ATV ER injuriesUS youth organized sports participation
It turns out that the more American children fling themselves into organized soccer leagues, lacrosse clinics, and competitive volleyball tournaments, the more of them arrive at emergency rooms having done something regrettable to an all-terrain vehicle. One might assume these are different children, but the data suggests otherwise: a correlation of 0.904 over fifteen years, which is the sort of number that makes statisticians nervous and philosophers reach for whiskey. The universe has apparently decided that youth athletic participation and ATV-related trauma are synchronized swimmers in the great pool of American misadventure.
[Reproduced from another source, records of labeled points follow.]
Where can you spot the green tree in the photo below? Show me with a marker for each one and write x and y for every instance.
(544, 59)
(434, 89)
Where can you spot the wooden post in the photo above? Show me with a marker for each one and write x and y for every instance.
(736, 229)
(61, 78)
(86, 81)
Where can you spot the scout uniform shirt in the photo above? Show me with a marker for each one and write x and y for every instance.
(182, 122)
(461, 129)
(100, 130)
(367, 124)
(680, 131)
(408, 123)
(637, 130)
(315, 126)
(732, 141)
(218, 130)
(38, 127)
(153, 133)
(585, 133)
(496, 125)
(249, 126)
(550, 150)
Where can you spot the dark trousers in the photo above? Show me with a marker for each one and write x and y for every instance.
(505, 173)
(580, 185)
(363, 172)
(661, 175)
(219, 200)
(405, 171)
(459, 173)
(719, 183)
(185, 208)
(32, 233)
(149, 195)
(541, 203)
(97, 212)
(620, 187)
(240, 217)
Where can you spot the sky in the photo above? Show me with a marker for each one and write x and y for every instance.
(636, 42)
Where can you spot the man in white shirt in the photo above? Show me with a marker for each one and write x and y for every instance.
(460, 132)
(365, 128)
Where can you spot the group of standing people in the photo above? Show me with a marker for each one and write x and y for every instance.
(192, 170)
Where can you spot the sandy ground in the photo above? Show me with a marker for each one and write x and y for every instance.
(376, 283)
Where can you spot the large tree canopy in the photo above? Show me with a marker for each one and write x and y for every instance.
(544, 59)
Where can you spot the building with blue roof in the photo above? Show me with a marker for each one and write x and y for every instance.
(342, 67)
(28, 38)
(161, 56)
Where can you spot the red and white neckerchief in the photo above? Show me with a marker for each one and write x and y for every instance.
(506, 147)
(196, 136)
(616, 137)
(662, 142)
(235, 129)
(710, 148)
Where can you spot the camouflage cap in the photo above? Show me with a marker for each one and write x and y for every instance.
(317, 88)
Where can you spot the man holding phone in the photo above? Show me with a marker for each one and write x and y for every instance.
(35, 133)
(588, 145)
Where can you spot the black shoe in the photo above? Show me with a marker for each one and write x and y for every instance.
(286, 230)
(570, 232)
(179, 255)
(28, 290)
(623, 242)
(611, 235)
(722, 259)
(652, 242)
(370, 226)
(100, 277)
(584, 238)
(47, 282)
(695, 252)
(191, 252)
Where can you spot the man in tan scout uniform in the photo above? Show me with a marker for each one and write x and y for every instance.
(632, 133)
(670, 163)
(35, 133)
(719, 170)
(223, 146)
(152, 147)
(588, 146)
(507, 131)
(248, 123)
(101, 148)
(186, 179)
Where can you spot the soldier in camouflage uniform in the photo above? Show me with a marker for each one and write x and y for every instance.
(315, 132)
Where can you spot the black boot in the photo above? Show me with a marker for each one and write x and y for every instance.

What's almost certainly happening here is that both trends ride the same economic and demographic wave, like two boats neither aware the tide is lifting them both. As household disposable income rose between 2008 and 2022, families could afford both the league fees and registration costs for their children's competitive sports, and also the purchase or rental of recreational vehicles for weekend entertainment. The population of American youth itself didn't stay still—we had more teenagers with more access to both structured competition and unsupervised rural terrain. Add in seasonal effects (spring sports season overlaps with warm-weather ATV riding) and you've got a pair of unrelated activities moving together like synchronized swimmers who've never met.
What we're witnessing is not causation but a kind of statistical echo chamber, where two entirely separate human impulses respond to the same underlying conditions and create the illusion of connection. The data never lies, but it's a remarkably creative storyteller, and we're all sitting in the audience applauding at exactly the right moments. We see what we're looking for, mostly because we're looking.